За исключением отсутствующих букв, он произносил слова совершенно правильно, с жесткой отчетливостью человека, желающего похвастать знанием чужого языка.
«Экая чертова кукла!» — подумал Мочалов, смотря в немигающие бисеринки японца, и придвинул кресло.
— Прошу садиться.
Господин Охаси сел, складываясь прямыми углами, как заводной. Мочалов взглянул на консула, стоявшего за спиной японца. Тот показал глазами на Охаси и приложил палец к губам. Мочалов, глазами же, дал знак, что понял.
— Моя газета, — заговорил Охаси, не сводя взгляда с Мочалова, — дзерает знать биография Мочаров-сан.
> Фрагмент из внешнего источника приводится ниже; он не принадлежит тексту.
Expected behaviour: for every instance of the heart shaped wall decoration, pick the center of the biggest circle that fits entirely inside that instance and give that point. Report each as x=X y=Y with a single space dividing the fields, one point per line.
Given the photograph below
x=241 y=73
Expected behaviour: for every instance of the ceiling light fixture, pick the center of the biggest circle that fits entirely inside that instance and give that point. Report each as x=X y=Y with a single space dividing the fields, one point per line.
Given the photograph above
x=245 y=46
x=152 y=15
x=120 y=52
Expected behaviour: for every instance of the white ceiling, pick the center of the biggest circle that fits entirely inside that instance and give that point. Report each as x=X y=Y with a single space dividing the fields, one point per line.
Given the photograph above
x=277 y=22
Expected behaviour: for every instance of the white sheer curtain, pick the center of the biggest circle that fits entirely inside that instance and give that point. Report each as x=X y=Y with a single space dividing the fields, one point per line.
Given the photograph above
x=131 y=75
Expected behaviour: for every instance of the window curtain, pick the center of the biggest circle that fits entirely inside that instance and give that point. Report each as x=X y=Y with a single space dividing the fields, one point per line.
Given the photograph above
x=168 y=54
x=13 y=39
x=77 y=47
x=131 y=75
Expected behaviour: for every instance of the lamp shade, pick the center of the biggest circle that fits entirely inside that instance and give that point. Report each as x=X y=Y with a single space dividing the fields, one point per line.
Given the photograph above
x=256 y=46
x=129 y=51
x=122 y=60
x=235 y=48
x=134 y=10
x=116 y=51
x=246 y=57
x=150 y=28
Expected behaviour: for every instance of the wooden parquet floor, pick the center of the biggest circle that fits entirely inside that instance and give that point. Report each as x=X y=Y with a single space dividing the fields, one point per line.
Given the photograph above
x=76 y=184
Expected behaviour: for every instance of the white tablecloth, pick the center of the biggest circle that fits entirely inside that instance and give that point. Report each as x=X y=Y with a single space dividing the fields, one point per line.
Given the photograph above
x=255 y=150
«Черт! Этот тоже с биографией», — вспомнил почему-то Мочалов разговор с Марковым. От этого воспоминания стало неприятно, и, нахмурясь, Мочалов спросил:
— Разве это необходимо?
— Расскажите коротко, — подсказал консул, — год, место рождения, образование.
Путаясь в словах, Мочалов с неудовольствием рассказывал.
Рука японца прыгала по блокноту, и Мочалов с любопытством наблюдал ее пляску. Движения пишущего были непривычны. Рука не шла по бумаге ровными строчками, а точно клевала блокнот, быстро и сердито.
— Моя газета дзерает знать, — опять повторил японец, — какая есть задача на порёт Мочаров-сан?
Мочалов удивился.
— Но ведь вам известно, наверное, что случилась катастрофа с нашим кораблем в полярных водах. Нужно спасти людей, и мы летим их спасти.
Господин Охаси закивал, записывая.
— Есть-ри Мочаров-сан уверен дорететь в Арктику и хорошо кончать экспедиция в дурная порярная погода?
Мочалов пожал плечами.
— Можете написать, господин Охаси, что мы не привыкли останавливаться перед дурной полярной погодой для спасения товарищей.
Японец записал. Потом, подумав, спросил:
— Какая есть порьза дря Мочаров-сан на такой опасни порёт?
Мочалов уставился на японца.
— Я не понимаю вопроса.
— Я хотерь знать, — терпеливо пояснил японец, — какая прата будет давать хозяин парохода Мочаров-сан на удача порёта?
И опять Мочалов нахмурился. Второй раз вопрос японца странно соприкоснулся с марковской философией удачи.